All of lore.kernel.org
 help / color / mirror / Atom feed
From: Alexei Starovoitov <alexei.starovoitov@gmail.com>
To: Cong Wang <xiyou.wangcong@gmail.com>
Cc: Linux Kernel Network Developers <netdev@vger.kernel.org>,
	bpf <bpf@vger.kernel.org>,
	duanxiongchun@bytedance.com,
	Dongdong Wang <wangdongdong.6@bytedance.com>,
	Muchun Song <songmuchun@bytedance.com>,
	Cong Wang <cong.wang@bytedance.com>,
	Alexei Starovoitov <ast@kernel.org>,
	Daniel Borkmann <daniel@iogearbox.net>,
	Andrii Nakryiko <andrii@kernel.org>,
	Martin KaFai Lau <kafai@fb.com>, Song Liu <songliubraving@fb.com>,
	Yonghong Song <yhs@fb.com>
Subject: Re: [RFC Patch bpf-next] bpf: introduce bpf timer
Date: Wed, 14 Apr 2021 21:25:10 -0700	[thread overview]
Message-ID: <CAADnVQLsmULxJYq9rHS4xyg=VAUeexJTh35vTWTVgjeqwX4D6g@mail.gmail.com> (raw)

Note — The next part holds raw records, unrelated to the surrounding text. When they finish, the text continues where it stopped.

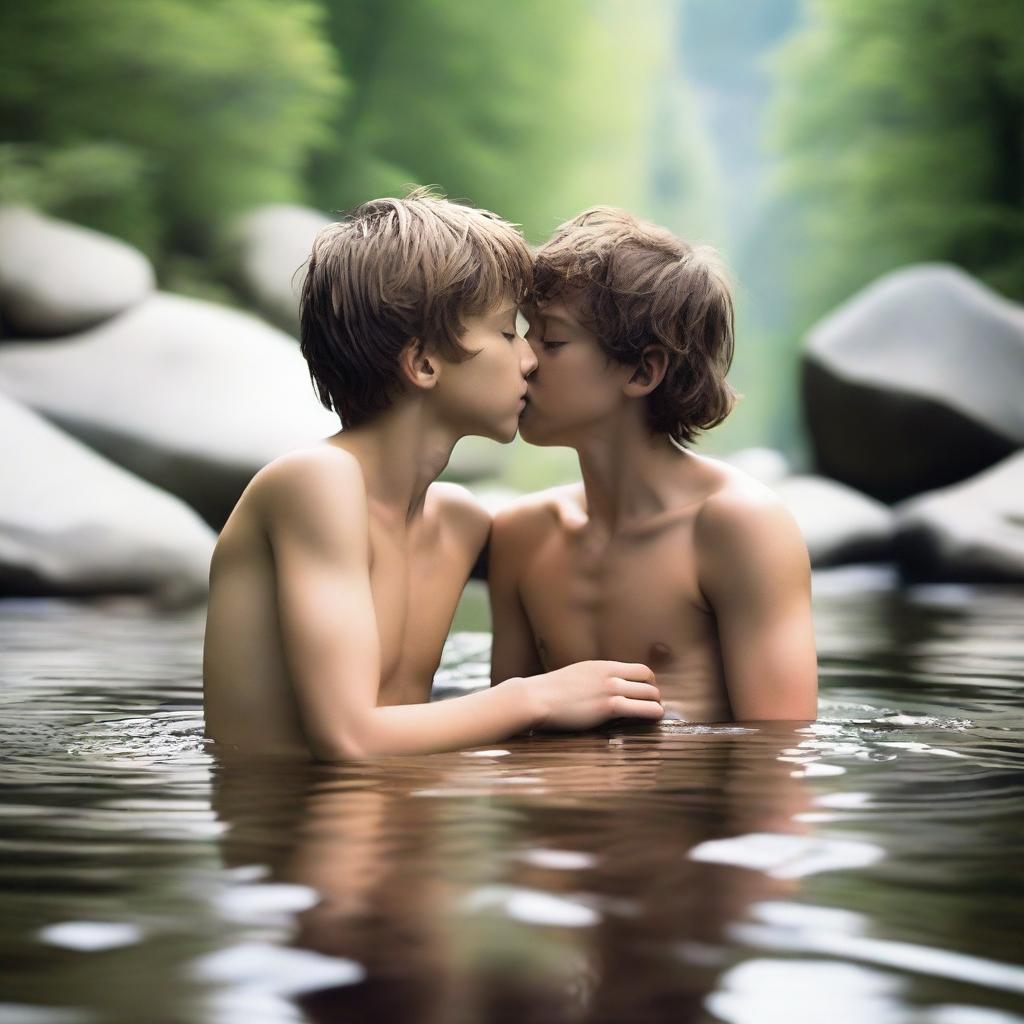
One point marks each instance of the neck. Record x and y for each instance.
(629, 474)
(401, 452)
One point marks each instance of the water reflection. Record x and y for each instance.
(868, 864)
(531, 882)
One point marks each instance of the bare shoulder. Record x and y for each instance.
(461, 512)
(317, 487)
(742, 522)
(537, 514)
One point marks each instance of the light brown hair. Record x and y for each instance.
(393, 269)
(640, 285)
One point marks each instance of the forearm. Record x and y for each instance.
(485, 717)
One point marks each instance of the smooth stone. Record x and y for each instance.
(915, 382)
(839, 524)
(57, 278)
(970, 532)
(71, 522)
(192, 396)
(271, 247)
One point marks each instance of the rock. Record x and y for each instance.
(71, 522)
(839, 524)
(764, 464)
(57, 278)
(972, 531)
(192, 396)
(915, 383)
(271, 249)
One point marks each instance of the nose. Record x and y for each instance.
(527, 357)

In-Reply-To: <CAM_iQpWePmmpr0RKqCrQ=NPiGrq2Tx9OU9y3e4CTzFjvh5t47w@mail.gmail.com>

On Wed, Apr 14, 2021 at 9:02 PM Cong Wang <xiyou.wangcong@gmail.com> wrote:
>
> On Mon, Apr 12, 2021 at 4:01 PM Alexei Starovoitov
> <alexei.starovoitov@gmail.com> wrote:
> >
> > On Mon, Apr 05, 2021 at 05:36:27PM -0700, Cong Wang wrote:
> > > On Fri, Apr 2, 2021 at 4:45 PM Alexei Starovoitov
> > > <alexei.starovoitov@gmail.com> wrote:
> > > >
> > > > On Fri, Apr 02, 2021 at 02:24:51PM -0700, Cong Wang wrote:
> > > > > > > where the key is the timer ID and the value is the timer expire
> > > > > > > timer.
> > > > > >
> > > > > > The timer ID is unnecessary. We cannot introduce new IDR for every new
> > > > > > bpf object. It doesn't scale.
> > > > >
> > > > > The IDR is per map, not per timer.
> > > >
> > > > Per-map is not acceptable. One IDR for all maps with timers is not acceptable either.

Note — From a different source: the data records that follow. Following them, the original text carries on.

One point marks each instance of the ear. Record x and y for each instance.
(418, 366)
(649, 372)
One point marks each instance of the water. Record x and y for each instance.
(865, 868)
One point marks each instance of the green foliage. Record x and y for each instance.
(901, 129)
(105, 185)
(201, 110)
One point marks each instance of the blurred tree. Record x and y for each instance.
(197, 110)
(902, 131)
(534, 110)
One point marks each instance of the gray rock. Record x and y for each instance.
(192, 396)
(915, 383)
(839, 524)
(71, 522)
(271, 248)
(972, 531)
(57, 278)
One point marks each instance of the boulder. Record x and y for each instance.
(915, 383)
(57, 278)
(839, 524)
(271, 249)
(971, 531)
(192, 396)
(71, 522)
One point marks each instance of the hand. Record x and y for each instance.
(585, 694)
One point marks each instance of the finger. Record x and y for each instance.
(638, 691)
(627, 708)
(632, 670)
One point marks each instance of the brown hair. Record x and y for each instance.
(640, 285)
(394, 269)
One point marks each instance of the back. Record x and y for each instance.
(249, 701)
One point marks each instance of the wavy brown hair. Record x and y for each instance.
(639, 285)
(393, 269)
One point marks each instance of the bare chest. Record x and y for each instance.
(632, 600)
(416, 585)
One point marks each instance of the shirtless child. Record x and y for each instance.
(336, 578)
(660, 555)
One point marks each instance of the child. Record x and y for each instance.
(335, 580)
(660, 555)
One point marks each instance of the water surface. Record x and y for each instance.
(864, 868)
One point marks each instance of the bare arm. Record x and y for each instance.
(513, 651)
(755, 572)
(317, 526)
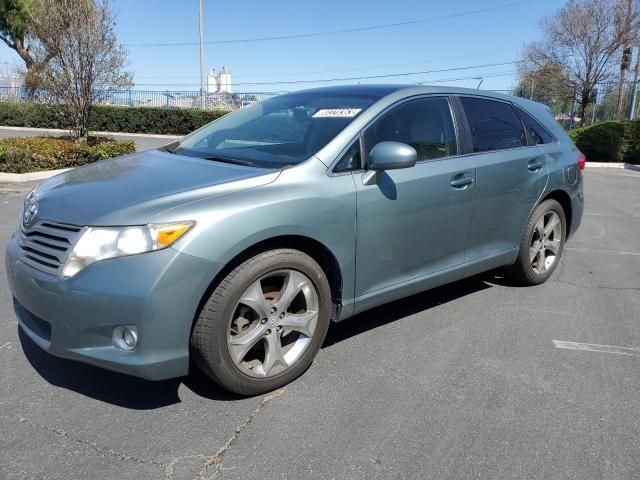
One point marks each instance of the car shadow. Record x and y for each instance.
(390, 312)
(115, 388)
(138, 394)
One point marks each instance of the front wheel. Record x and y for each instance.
(541, 245)
(264, 323)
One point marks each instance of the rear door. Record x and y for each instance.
(511, 175)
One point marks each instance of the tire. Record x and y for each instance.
(530, 270)
(254, 335)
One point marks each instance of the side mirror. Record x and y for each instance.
(391, 156)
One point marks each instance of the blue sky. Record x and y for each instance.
(469, 40)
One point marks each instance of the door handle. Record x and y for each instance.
(461, 181)
(535, 164)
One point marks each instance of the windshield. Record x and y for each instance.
(283, 130)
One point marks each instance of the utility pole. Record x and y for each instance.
(634, 95)
(626, 59)
(532, 83)
(203, 91)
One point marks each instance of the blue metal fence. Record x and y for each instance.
(155, 98)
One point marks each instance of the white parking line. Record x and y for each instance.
(593, 250)
(593, 347)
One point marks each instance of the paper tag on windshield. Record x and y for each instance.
(337, 113)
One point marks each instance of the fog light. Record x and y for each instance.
(125, 337)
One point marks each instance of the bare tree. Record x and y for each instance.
(87, 60)
(585, 39)
(547, 83)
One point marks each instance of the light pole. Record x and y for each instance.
(202, 79)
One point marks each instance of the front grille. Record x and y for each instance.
(45, 245)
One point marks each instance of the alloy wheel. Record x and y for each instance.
(545, 242)
(273, 323)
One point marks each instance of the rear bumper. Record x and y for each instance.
(577, 207)
(74, 318)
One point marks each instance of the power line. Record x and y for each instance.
(335, 32)
(366, 77)
(352, 69)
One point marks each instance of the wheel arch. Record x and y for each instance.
(315, 249)
(564, 200)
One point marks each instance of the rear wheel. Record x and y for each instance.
(541, 245)
(264, 323)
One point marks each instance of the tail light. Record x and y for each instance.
(582, 160)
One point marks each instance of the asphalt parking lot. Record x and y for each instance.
(461, 382)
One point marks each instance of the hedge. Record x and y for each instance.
(609, 141)
(32, 154)
(172, 121)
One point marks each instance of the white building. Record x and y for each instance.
(219, 82)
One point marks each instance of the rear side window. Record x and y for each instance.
(494, 125)
(537, 132)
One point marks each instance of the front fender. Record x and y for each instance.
(303, 201)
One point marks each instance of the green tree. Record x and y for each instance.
(86, 62)
(16, 30)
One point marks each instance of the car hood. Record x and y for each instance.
(130, 190)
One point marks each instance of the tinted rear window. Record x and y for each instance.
(537, 132)
(494, 125)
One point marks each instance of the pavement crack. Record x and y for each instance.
(215, 461)
(89, 445)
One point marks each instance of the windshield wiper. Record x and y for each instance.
(234, 161)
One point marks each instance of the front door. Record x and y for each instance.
(413, 223)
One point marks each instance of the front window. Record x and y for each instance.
(426, 124)
(283, 130)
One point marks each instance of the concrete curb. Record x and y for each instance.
(29, 177)
(116, 134)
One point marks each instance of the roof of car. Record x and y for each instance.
(382, 90)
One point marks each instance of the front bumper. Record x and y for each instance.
(74, 318)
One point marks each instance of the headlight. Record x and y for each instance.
(100, 243)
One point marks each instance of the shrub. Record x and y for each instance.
(176, 121)
(32, 154)
(602, 142)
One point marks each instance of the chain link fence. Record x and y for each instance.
(603, 104)
(153, 98)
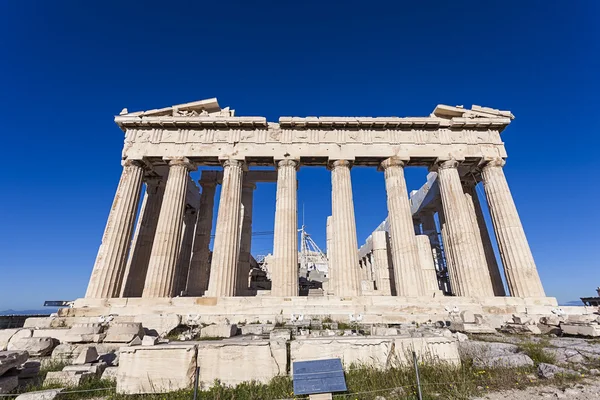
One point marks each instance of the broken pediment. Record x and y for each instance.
(208, 108)
(449, 112)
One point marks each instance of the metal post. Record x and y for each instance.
(420, 395)
(196, 383)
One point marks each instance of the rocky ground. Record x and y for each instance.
(587, 389)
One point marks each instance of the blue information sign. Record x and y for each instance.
(319, 376)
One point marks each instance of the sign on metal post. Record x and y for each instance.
(318, 376)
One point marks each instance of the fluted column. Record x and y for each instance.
(471, 272)
(198, 275)
(519, 267)
(344, 226)
(284, 280)
(141, 245)
(226, 248)
(428, 272)
(160, 279)
(430, 229)
(185, 251)
(329, 285)
(246, 239)
(484, 244)
(383, 275)
(405, 257)
(448, 257)
(109, 268)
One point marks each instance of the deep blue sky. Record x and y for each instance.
(69, 66)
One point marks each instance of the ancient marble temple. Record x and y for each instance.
(156, 240)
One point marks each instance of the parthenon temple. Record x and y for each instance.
(435, 242)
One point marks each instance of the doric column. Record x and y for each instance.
(198, 276)
(160, 278)
(428, 272)
(185, 250)
(472, 277)
(329, 286)
(519, 267)
(482, 237)
(344, 226)
(226, 248)
(382, 267)
(246, 239)
(284, 281)
(402, 230)
(430, 229)
(141, 245)
(109, 268)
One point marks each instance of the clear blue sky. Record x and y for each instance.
(69, 66)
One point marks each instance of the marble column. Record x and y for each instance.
(519, 267)
(285, 245)
(471, 272)
(428, 272)
(405, 257)
(245, 240)
(483, 239)
(226, 248)
(109, 268)
(447, 250)
(383, 275)
(344, 226)
(160, 278)
(141, 245)
(185, 250)
(430, 229)
(329, 285)
(198, 275)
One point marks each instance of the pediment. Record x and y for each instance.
(208, 107)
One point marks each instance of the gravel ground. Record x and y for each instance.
(588, 389)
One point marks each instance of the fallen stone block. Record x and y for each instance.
(87, 355)
(508, 360)
(547, 371)
(156, 369)
(38, 322)
(67, 378)
(35, 346)
(552, 320)
(383, 331)
(30, 369)
(220, 331)
(590, 330)
(285, 334)
(49, 394)
(149, 340)
(96, 368)
(523, 329)
(237, 361)
(85, 333)
(15, 335)
(8, 383)
(257, 329)
(123, 332)
(110, 373)
(12, 359)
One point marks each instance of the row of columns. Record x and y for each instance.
(156, 253)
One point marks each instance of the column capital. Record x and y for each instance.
(230, 162)
(392, 162)
(333, 164)
(493, 162)
(288, 163)
(446, 164)
(136, 163)
(184, 161)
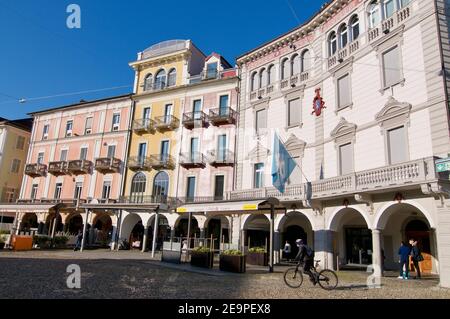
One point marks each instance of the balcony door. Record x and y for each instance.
(194, 148)
(222, 148)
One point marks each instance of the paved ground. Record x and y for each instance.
(123, 275)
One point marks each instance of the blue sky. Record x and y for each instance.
(40, 56)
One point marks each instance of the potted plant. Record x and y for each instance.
(202, 257)
(258, 256)
(232, 261)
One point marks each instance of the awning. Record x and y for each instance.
(26, 208)
(241, 206)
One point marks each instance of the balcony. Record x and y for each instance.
(220, 159)
(409, 175)
(166, 123)
(222, 116)
(162, 161)
(195, 120)
(80, 167)
(192, 160)
(139, 163)
(390, 24)
(144, 126)
(35, 170)
(108, 165)
(58, 168)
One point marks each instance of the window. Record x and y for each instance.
(262, 78)
(83, 153)
(106, 190)
(40, 159)
(306, 61)
(111, 151)
(172, 78)
(295, 65)
(160, 80)
(346, 159)
(138, 186)
(69, 128)
(219, 187)
(116, 122)
(389, 8)
(253, 84)
(270, 74)
(391, 67)
(354, 27)
(15, 166)
(45, 131)
(190, 191)
(63, 156)
(344, 98)
(211, 70)
(374, 14)
(88, 126)
(148, 82)
(285, 69)
(343, 35)
(58, 190)
(261, 120)
(20, 142)
(332, 44)
(294, 112)
(78, 190)
(161, 186)
(397, 145)
(34, 189)
(258, 181)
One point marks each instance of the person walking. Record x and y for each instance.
(404, 252)
(416, 257)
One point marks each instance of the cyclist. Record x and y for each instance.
(306, 256)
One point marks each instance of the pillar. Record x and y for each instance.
(376, 253)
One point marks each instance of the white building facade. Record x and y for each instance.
(370, 152)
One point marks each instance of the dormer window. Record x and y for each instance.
(211, 70)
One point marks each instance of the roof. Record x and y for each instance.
(23, 124)
(82, 103)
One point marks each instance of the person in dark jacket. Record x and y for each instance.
(308, 261)
(404, 253)
(415, 255)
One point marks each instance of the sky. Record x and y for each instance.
(50, 65)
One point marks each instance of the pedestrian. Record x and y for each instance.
(79, 240)
(404, 253)
(287, 250)
(416, 257)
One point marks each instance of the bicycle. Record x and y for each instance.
(327, 279)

> > > > We have 3 IDRs now: for progs, for maps, and for links.
> > > > No other objects need IDRs.
> > > >
> > > > > > Here is how more general timers might look like:
> > > > > > https://lore.kernel.org/bpf/20210310011905.ozz4xahpkqbfkkvd@ast-mbp.dhcp.thefacebook.com/
> > > > > >
> > > > > > include/uapi/linux/bpf.h:
> > > > > > struct bpf_timer {
> > > > > >   u64 opaque;
> > > > > > };
> > > > > > The 'opaque' field contains a pointer to dynamically allocated struct timer_list and other data.
> > > > >
> > > > > This is my initial design as we already discussed, it does not work,
> > > > > please see below.
> > > >
> > > > It does work. The perceived "issue" you referred to is a misunderstanding. See below.
> > > >
> > > > > >
> > > > > > The prog would do:
> > > > > > struct map_elem {
> > > > > >     int stuff;
> > > > > >     struct bpf_timer timer;
> > > > > > };
> > > > > >
> > > > > > struct {
> > > > > >     __uint(type, BPF_MAP_TYPE_HASH);
> > > > > >     __uint(max_entries, 1);
> > > > > >     __type(key, int);
> > > > > >     __type(value, struct map_elem);
> > > > > > } hmap SEC(".maps");
> > > > > >
> > > > > > static int timer_cb(struct map_elem *elem)
> > > > > > {
> > > > > >     if (whatever && elem->stuff)
> > > > > >         bpf_timer_mod(&elem->timer, new_expire);
> > > > > > }
> > > > > >
> > > > > > int bpf_timer_test(...)
> > > > > > {
> > > > > >     struct map_elem *val;
> > > > > >
> > > > > >     val = bpf_map_lookup_elem(&hmap, &key);
> > > > > >     if (val) {
> > > > > >         bpf_timer_init(&val->timer, timer_cb, flags);
> > > > > >         val->stuff = 123;
> > > > > >         bpf_timer_mod(&val->timer, expires);
> > > > > >     }
> > > > > > }
> > > > > >
> > > > > > bpf_map_update_elem() either from bpf prog or from user space
> > > > > > allocates map element and zeros 8 byte space for the timer pointer.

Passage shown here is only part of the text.